Melissa Crisp has had a few twists and turns in her career thus far.

She was a high school history teacher, and then she was an archeological technician for the Great Smoky Mountains National Park. When the grant funding supporting the archeology position ran out, she found a new calling. Since 2009, Crisp has been the Parks as Classrooms coordinator for Pi Beta Phi Elementary School in Gatlinburg, a position supported by the Great Smoky Mountains Association. Around for decades, Parks as Classrooms is an educational collaboration between area schools and the Great Smoky Mountains National Park that brings students to the park for hands-on learning spanning a variety of curriculum topics.

What does the job of a Parks as Classrooms coordinator entail?

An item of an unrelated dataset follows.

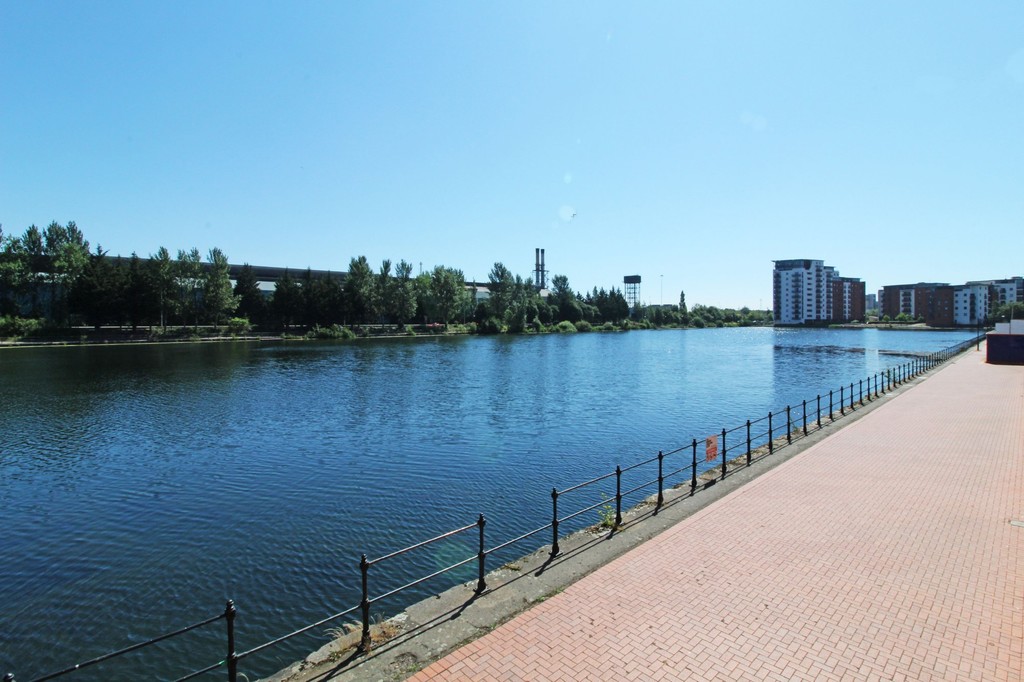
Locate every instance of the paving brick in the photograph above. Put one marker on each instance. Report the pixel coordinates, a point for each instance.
(883, 552)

My job is to make sure we’re meeting the mission of both the park and the school system. So we’re meeting park education goals but we’re also meeting the curriculum goals in helping students prepare for their life. Some of the lessons I will get a hand in—we have an archeology unit, so I get to relive those glory days, but mostly it’s ranger-led and there’s teacher-led units. Each of our grades go on between three and five field trips out to the park per year, and they’re all related to multiple curriculums. It’s never just science or just social studies. We work in math, we work in language arts, PE, guidance; so curriculum from across the board.

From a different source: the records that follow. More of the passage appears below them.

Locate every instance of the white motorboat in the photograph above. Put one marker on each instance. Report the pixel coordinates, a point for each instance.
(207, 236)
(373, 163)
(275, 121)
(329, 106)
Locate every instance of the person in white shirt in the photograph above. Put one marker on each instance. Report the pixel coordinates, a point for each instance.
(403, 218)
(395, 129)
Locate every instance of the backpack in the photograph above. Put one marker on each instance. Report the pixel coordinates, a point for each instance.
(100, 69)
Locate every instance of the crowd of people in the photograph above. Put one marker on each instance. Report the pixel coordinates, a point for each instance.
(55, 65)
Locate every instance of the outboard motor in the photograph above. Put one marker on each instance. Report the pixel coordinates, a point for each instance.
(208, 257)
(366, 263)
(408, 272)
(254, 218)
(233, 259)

What does a typical Parks as Classrooms lesson look like?

They will look for and collect data. Sometimes we meet historical figures. For example, (those) in second grade go on an amazing trip to the Little Greenbriar Schoolhouse. They carry an old-time lunch that our cafeteria worked up for them, and they’re in pails. They get to walk the trail up the schoolhouse just like they would all those years ago, and they meet the schoolmarm. She takes them through what a morning at school would have been like back when it was Little Greenbriar Schoolhouse.

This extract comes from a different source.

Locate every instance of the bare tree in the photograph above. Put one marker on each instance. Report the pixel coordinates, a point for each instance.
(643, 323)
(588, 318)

Parks as Classrooms photos

How does the Parks as Classrooms program benefit students?

It’s a great equalizer. It allows everybody to have that success. In the classroom your traditional learners, they get to experience success because they can learn by reading or listening, but learners of other types have a lot more trouble with that. When you don’t experience success in education, it’s demotivating. So by having these experiences where they feel excited and they can be the ones that’s getting something right and doing something right, it motivates them to enjoy their education a lot more and try a lot more. We have a huge number of special needs and English language learner students, and they love it. They love going out on the trips because they don’t feel lost. Sometimes you feel lost in the classroom when you’re not a traditional learner. It makes it real for them, so it makes it easier for them to shine and show they know this knowledge, and when it comes to test time your brain stores that in a much different way as a memory, versus as something you’ve read or done a worksheet over. So it’s much easier to retrieve it.

How does this program impact the community aspect of education?

A lot of parents have been on these trips and seen and done these things, so I love this program because it brings in so much parent involvement and so much community involvement. The community really supports us and helps us fundraise for things like covering the cost of the bus and some of the materials that we need. It’s a great way to bring everybody together and create that community effort in education.

This conversation has been edited for length and clarity.